Invalid file path or buffer object type: <class 'win32com.client.CDispatch'> : Outlook extract csv to python pandas dataframe

Question:

I created this code that goes inside outlook in some subfolders, and I want to transform the attachments, that are csv files, into a pandas dataframe in order to append it after in a list.

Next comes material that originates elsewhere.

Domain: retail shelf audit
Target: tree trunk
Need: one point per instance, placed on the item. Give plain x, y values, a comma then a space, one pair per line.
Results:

But I believe python isn’t able to read the attachments as csv ?!? Bit lost here

import win32com.client
from win32com.client import Dispatch
import pandas as pd


list_dataframes=[]
list_dataframes_names=[]

outlook = Dispatch("Outlook.Application").GetNamespace("MAPI")
root_folder = outlook.Folders.Item(1)
folder = root_folder.Folders['Project'].Folders['CLIENT XXX']
    
for item in root_folder.Folders['Inbox'].Items:
    if 'Client XXX' in str(item.subject):
        for attachment in item.Attachments:
            list_dataframes_names.append(attachment.FileName)
            pandas_data_frame=pd.read_csv(attachment, sep=';',encoding='latin-1', on_bad_lines='skip')
            list_dataframes.append(pandas_data_frame)

the error comes from this line of code:

pandas_data_frame=pd.read_csv(attachment, sep=';',encoding='latin-1', on_bad_lines='skip')
ValueError: Invalid file path or buffer object type: <class 'win32com.client.CDispatch'>

Is there a way to make this work? or some workaround? I don’t want to download the files to a local folder and after upload then, I believe that would work, but that’s last resource.

Asked By: Pedro Gomes

||

Answers:

Attachment.FileName is just that – the file name (e.g. "myfile.txt"), there is no path component. It does not exist on the file system, hence you cannot read it as a file. You need to save it as a file first (Attachment.SaveAsFile) specifying the full path and the file name, and only after that you can read the file contents.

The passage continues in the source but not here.